Folklore, Fakelore, and More Lore

is “folk” expression part of popular culture, or pop culture a kind of “folk” expression, or both? why should we care?

Alan Lomax and Jerome Weisner transcribing folk songs and documenting records in the Library of Congress, ca. late 1930s-early 1940s.

Yesterday in Digitizing Folk Music History, my students and I explored analytic categories for talking about different kinds of cultural expression. Lots of keywords emerged in our “folksonomy”: folk, roots, vernacular, tradition, heritage, popular, agitprop, oral, written, modern, premodern, mass, hegemonic, counter-hegemonic (thank you Gramsci), state-sponsored, academic, the cultural apparatus (thanks C. Wright Mills), culture industry (thanks Adorno, you folknik you), and that super-academic theoretical concept: “fluff.”

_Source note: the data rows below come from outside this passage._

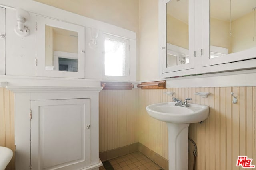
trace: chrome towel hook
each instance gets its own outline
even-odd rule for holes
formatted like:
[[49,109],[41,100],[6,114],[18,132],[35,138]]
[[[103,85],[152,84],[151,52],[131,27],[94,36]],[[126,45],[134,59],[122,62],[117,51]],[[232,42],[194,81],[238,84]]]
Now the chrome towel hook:
[[232,103],[234,104],[237,103],[237,98],[234,96],[233,92],[231,92],[231,95],[233,96],[233,102],[232,102]]

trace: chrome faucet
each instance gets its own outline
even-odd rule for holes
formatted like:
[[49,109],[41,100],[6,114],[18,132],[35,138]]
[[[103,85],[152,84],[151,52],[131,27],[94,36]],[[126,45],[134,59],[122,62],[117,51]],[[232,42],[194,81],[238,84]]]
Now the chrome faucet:
[[184,103],[182,103],[182,100],[178,99],[176,98],[172,98],[172,100],[175,102],[175,106],[186,107],[188,107],[188,104],[187,100],[192,100],[191,98],[186,98],[185,99]]

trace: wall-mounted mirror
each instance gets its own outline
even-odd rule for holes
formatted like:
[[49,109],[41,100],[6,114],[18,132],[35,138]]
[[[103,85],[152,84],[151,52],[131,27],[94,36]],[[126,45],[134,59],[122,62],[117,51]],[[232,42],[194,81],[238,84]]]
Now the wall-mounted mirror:
[[85,28],[36,16],[36,76],[84,78]]
[[167,67],[188,64],[188,0],[171,0],[166,4]]
[[210,58],[256,47],[256,0],[210,0]]
[[78,33],[45,25],[45,69],[78,71]]

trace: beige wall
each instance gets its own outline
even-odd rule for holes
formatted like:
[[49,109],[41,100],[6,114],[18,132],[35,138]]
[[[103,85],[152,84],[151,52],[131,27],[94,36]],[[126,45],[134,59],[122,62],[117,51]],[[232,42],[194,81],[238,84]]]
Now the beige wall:
[[[256,40],[253,40],[253,21],[254,13],[252,12],[232,22],[232,53],[256,46]],[[254,38],[256,39],[256,35]]]
[[34,0],[138,32],[138,0]]
[[78,53],[78,38],[54,33],[53,51]]
[[166,16],[167,42],[188,49],[188,25],[170,15]]

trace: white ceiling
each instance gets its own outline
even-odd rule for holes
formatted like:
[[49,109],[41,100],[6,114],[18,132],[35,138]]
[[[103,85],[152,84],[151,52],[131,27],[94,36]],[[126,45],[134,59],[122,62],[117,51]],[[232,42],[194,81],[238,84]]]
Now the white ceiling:
[[[188,1],[171,0],[167,3],[167,14],[187,23]],[[230,1],[232,21],[252,12],[256,7],[256,0],[210,0],[211,17],[230,21]]]

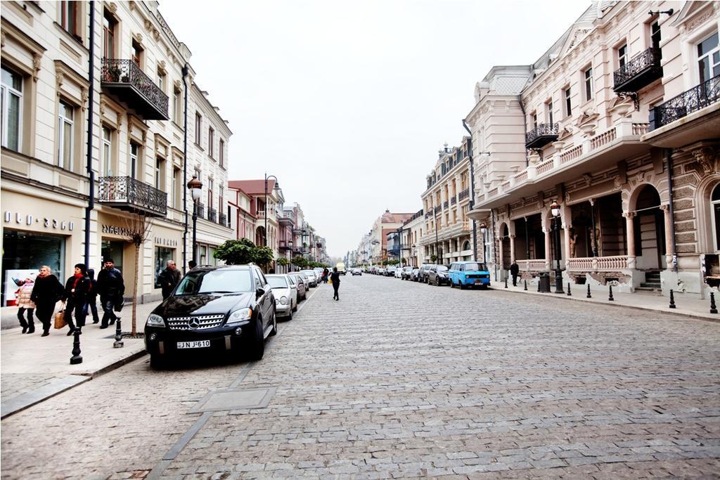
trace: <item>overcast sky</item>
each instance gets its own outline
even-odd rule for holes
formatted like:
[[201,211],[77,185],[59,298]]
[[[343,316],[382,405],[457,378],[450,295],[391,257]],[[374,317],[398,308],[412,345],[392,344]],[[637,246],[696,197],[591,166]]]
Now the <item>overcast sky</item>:
[[536,60],[590,1],[161,1],[230,122],[230,178],[279,180],[341,256],[415,212],[494,65]]

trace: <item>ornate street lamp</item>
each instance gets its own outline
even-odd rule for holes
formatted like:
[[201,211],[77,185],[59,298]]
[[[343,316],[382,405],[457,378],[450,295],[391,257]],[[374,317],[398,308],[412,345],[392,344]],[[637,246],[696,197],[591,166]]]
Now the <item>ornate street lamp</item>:
[[555,293],[564,294],[562,290],[562,268],[560,265],[560,206],[554,200],[550,204],[550,213],[552,214],[553,230],[555,232],[555,258],[557,260],[557,268],[555,268]]
[[187,188],[192,195],[192,261],[197,265],[197,201],[202,194],[202,182],[194,175]]

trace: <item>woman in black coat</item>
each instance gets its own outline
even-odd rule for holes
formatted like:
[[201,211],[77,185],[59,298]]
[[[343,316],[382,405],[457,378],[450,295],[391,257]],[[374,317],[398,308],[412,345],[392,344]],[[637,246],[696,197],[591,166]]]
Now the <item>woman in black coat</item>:
[[35,278],[35,286],[32,287],[30,296],[35,304],[35,316],[42,323],[42,337],[50,335],[50,319],[55,311],[55,304],[63,295],[63,284],[52,271],[47,265],[40,267],[40,273]]

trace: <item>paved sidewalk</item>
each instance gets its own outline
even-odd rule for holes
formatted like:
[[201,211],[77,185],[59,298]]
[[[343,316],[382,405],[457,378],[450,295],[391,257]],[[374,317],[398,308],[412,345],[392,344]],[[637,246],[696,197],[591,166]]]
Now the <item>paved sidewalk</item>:
[[[670,308],[670,297],[663,296],[660,294],[652,294],[646,292],[636,291],[632,294],[617,293],[613,291],[612,302],[609,301],[609,289],[605,287],[603,290],[598,290],[598,287],[593,287],[591,292],[592,298],[587,298],[588,287],[585,285],[571,286],[570,292],[572,295],[567,296],[567,286],[563,287],[564,294],[552,293],[555,290],[554,284],[550,286],[551,293],[539,293],[537,291],[537,281],[528,282],[528,290],[523,290],[524,286],[521,281],[518,281],[517,286],[513,286],[511,281],[508,281],[508,289],[505,289],[504,282],[495,282],[492,285],[495,290],[500,291],[521,292],[539,296],[552,296],[553,298],[566,299],[567,300],[575,300],[576,302],[586,302],[592,304],[602,304],[603,306],[608,305],[611,308],[613,306],[629,307],[643,310],[652,310],[654,312],[662,312],[675,314],[685,318],[695,318],[720,322],[720,314],[710,313],[710,300],[698,300],[685,296],[683,294],[675,294],[675,308]],[[716,303],[717,307],[720,309],[720,296],[716,296]]]
[[[138,331],[143,331],[145,319],[156,305],[138,306]],[[125,332],[131,329],[132,307],[126,304],[120,313]],[[124,338],[125,346],[114,348],[114,325],[100,330],[99,324],[91,323],[91,317],[90,322],[80,335],[83,363],[78,365],[70,364],[74,337],[67,336],[67,328],[53,329],[48,337],[40,337],[42,327],[37,322],[32,335],[23,335],[19,327],[2,330],[0,417],[5,418],[145,353],[142,339]]]

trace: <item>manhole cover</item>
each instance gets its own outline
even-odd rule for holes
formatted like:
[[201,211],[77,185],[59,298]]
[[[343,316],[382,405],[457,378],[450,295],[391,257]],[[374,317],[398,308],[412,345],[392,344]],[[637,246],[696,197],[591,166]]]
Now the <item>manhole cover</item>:
[[274,388],[214,390],[202,397],[189,412],[265,408],[274,393]]

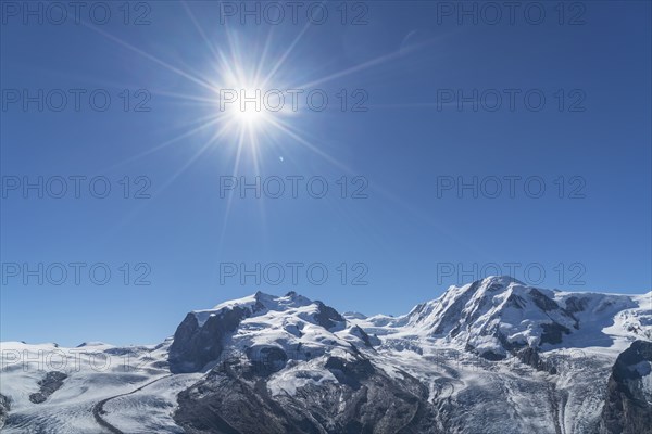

We continued to learn from Benjamin Filene’s Romancing the Folk by reading his chapter on the institutionalization of folklore, and the contestations over that institutionalization between figures such as Alan Lomax, BA Botkin, and Richard Dorson (who coined the term “fakelore”). We also turned to Lawrence Levine’s AHR Forum essay that considers the popular culture of the 1930s as the folklore of industrial society, with a response from Robin Kelley (other responses by Jackson Lears and Natalie Zemon Davis, as well as Levine’s feisty response, and are worth reading too, but I am already giving those smart kids too much to read, listen to, and watch).

As students watch one particular overview of the folk revival—the American Roots Music documentary—we spent a bit of time continuing to think about how to construct some kind of “master narrative,” even a flawed one, for the folk music revival in America. We asked: how far back does the folk revival go? How far forward? Can we track the idea of folk culture and a folk “revival” in the United States through Filene’s focus on key culture brokers—”middlemen”—who mediated the “folk” through a “recursive process”: Herder’s volk, Percy’s Reliques, Child ballads, Cecil Sharp and Olive Dame Campbell in Appalachia, Frances Densmore with Native Americans, John and Alan Lomaxes and their Model-A Ford trunk loaded up with Library of Congress recording equipment, Ralp Peer’s recording sessions, the “rediscovery” of musicians such as Mississippi John Hurt, the reinventions of Muddy Waters during his career, Dylan going electric at Newport, or the latest reuses, renegotiations, renegade appropriations, rejections of tradition, and reaffirmations of heritage? Next week, the students will tackle these difficult problems and vexing questions by constructing digital timelines. In the meantime, we start to build a set of tools for analyzing the folk revival as cultural history.

The seminar whiteboard.

(Some of) the many reinventions of McKinley Morganfield, aka Muddy Waters.

McKinley Morganfield, aka Muddy Waters, with “Son” Sims, recorded by Alan Lomax at Stovall Plantation, Mississippi, 1941-2. John C. Work Collection.


Muddy Waters, ca. 1948.


Muddy Waters, Folksinger (Chess Records), 1964.


Muddy Waters, Electric Mud (Chess Records), 1968.


Muddy Waters, Hard Again (Blue Sky), 1977.